What is the probability that the first bootstrap observation in this sample is not the \(j\)-th observation from the original sample? Justify your answer.
What is the probability that the second bootstrap observation is not the \(j\)-th observation from the original sample?
Argue that the probability that the \(j\)-th observation is not in the bootstrap sample is \((1-1/n)^{n}\).
When \(n = 5\), what is the probability that the \(j\)-th observation is in the bootstrap sample?
When \(n = 100\), what is the probability that the \(j\)-th observation is in the bootstrap sample? Comment on how this relates to the probability you found when \(n = 5\).
When \(n = 1000\), what is the probability that the \(j\)-th observation is in the bootstrap sample? Comment on how this relates to the probability you found when \(n = 100\).
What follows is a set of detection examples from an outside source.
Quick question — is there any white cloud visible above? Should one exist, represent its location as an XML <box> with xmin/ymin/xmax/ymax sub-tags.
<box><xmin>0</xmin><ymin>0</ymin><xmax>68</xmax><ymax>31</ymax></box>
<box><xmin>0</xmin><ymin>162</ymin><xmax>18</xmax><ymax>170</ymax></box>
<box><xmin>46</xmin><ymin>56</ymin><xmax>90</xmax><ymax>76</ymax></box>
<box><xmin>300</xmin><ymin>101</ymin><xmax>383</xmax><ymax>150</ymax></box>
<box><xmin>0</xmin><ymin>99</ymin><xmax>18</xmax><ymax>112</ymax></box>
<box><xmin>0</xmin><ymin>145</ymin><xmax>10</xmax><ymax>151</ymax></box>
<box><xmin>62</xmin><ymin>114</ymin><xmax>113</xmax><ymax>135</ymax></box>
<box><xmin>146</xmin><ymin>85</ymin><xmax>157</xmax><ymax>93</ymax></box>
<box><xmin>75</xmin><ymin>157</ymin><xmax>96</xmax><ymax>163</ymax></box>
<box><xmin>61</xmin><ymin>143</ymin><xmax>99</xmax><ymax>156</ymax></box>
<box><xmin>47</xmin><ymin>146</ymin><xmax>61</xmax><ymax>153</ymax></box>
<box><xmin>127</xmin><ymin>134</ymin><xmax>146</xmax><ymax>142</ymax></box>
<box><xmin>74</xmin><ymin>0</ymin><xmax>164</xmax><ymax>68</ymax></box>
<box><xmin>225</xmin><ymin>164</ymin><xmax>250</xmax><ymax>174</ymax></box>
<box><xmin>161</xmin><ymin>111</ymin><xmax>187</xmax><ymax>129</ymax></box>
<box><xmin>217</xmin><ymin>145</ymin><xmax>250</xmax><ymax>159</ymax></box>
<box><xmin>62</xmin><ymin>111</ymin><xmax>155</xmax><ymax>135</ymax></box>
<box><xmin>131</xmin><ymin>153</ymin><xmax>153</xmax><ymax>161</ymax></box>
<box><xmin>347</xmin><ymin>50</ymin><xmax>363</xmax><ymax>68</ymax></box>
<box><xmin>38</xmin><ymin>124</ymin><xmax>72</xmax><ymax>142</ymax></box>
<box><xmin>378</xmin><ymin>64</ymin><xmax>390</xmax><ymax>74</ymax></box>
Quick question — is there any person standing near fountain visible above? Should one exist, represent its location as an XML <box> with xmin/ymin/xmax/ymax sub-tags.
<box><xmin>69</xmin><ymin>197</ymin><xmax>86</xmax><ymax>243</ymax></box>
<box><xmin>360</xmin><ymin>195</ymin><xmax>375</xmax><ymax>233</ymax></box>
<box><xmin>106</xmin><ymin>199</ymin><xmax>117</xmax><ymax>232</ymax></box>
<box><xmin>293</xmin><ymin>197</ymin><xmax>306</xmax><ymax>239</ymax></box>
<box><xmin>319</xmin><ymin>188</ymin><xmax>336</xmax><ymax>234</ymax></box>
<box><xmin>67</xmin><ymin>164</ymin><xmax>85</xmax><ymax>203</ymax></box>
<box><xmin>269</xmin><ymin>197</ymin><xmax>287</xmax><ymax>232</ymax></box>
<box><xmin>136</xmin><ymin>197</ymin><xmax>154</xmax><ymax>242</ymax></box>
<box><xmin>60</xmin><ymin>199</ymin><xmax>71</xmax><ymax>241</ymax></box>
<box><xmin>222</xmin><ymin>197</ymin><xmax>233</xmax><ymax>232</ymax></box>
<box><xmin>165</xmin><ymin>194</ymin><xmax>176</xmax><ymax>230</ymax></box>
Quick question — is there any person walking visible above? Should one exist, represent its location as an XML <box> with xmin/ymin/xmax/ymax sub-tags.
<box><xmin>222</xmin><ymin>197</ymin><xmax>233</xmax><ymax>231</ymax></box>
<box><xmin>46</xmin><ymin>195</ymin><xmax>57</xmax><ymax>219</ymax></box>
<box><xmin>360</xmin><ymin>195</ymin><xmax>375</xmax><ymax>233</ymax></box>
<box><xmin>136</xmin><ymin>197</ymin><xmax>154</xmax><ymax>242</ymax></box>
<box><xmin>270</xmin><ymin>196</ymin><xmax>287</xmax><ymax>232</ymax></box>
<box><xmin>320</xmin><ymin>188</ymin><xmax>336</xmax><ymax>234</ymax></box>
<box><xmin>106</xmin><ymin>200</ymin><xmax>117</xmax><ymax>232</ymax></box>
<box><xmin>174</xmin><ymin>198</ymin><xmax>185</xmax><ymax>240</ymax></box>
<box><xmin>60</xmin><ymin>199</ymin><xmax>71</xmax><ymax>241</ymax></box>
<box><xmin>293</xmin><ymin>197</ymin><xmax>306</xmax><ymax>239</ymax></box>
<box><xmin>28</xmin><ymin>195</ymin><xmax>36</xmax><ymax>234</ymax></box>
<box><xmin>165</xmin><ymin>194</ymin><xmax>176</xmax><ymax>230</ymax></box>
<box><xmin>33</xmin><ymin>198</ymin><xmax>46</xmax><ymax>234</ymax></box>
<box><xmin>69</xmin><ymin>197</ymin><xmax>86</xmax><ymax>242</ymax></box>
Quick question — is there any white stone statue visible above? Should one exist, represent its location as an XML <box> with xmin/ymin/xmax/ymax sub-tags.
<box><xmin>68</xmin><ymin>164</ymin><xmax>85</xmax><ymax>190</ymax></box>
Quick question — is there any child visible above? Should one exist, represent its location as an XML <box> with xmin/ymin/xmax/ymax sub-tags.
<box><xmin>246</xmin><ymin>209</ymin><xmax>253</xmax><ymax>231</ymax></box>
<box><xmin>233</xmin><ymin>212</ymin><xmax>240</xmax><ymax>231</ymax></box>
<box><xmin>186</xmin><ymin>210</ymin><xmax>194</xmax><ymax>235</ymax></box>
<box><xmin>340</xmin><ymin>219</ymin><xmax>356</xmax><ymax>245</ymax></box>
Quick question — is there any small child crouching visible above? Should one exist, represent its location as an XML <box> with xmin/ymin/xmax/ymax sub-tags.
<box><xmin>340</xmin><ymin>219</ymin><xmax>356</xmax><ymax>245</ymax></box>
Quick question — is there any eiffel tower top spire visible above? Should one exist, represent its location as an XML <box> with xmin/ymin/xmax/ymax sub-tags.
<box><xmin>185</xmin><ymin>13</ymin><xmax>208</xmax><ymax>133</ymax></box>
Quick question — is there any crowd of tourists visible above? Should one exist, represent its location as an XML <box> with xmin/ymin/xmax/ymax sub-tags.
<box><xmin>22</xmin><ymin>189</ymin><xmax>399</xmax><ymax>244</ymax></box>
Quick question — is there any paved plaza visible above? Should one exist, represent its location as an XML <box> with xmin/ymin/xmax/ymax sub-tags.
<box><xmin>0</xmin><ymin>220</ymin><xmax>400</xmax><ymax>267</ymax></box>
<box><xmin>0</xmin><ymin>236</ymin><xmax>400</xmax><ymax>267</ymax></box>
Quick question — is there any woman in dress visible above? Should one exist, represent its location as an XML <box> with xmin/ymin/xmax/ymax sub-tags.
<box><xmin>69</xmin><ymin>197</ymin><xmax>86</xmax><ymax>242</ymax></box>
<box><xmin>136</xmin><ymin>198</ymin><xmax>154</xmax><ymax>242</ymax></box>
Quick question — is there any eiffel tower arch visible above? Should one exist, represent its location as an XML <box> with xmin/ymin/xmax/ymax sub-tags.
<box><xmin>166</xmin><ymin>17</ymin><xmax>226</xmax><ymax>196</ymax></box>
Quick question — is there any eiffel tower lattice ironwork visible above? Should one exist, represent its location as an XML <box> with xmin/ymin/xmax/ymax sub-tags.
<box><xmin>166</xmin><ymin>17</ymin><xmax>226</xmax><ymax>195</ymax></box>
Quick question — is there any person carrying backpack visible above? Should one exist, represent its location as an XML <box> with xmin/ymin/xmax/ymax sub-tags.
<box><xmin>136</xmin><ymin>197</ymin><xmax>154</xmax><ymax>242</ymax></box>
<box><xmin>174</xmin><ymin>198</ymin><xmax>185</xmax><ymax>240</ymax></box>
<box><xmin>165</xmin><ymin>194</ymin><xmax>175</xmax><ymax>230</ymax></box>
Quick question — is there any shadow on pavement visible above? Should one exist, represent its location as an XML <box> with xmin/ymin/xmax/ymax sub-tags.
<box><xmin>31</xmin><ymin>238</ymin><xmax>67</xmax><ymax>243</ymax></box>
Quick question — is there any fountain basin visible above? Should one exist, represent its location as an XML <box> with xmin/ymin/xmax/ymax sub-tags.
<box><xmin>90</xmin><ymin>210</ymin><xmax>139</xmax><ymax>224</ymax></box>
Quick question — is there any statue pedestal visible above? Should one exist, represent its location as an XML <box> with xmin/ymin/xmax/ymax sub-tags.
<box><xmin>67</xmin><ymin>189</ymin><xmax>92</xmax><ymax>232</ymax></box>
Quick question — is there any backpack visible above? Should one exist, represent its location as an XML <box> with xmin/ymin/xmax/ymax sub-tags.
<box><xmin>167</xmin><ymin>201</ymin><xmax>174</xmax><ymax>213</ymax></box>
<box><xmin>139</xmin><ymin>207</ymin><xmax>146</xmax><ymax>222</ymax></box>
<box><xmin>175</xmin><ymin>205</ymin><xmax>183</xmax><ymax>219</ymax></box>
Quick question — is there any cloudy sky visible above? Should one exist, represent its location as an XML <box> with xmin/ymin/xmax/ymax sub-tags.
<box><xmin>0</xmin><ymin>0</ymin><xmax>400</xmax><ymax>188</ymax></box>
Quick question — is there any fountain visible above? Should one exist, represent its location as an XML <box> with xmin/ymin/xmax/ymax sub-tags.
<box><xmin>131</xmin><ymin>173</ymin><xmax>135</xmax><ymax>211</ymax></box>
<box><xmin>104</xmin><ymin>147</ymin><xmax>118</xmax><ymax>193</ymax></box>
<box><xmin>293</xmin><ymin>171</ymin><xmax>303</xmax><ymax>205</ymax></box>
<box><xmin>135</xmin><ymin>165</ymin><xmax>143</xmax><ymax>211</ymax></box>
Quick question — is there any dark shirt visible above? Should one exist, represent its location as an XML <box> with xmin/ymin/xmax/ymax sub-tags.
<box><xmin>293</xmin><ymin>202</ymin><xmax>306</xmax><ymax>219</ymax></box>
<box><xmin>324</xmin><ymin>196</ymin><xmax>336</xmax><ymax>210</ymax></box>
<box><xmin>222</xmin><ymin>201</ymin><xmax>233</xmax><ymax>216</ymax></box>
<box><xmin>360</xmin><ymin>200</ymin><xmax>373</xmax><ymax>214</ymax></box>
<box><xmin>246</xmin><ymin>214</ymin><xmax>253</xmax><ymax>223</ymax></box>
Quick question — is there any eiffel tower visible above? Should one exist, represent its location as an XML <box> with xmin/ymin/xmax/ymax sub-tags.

The following plot displays, for each integer value of \(n\) from 1 to 1000, the probability that the \(j\)-th observation is not included in the bootstrap sample. The orange dashed line is at \(y= e^{-1} = 1/e\), and the blue dashed line is at \(y = 1/3\). Note that the x-axis is on the log scale.
Comment on what you observe.
Part 2: Simulation
We will now investigate numerically the probability that a bootstrap sample of size \(n = 100\) contains the \(j\)-th observation.
You will obtain a total of \(B = 10000\) bootstrap samples. For each bootstrap sample, you should record a:
1 if the fourth observation (i.e. \(j = 4\)) is not contained in the bootstrap sample
0 if the fourth observation is contained in the bootstrap sample
Note: the actual data does not matter in this simulation. We only care about which observations are selected, not the values of the observations themselves.
Then, take the mean of your \(B\) results (which results in a proportion). How does your empirical probability (i.e. simulated proportion) compared to the theory above?
Submission
When finished, make sure to knit + commit + push. One member of your group should upload your final implementation to Canvas. Be sure to include everyone’s names somewhere on the document.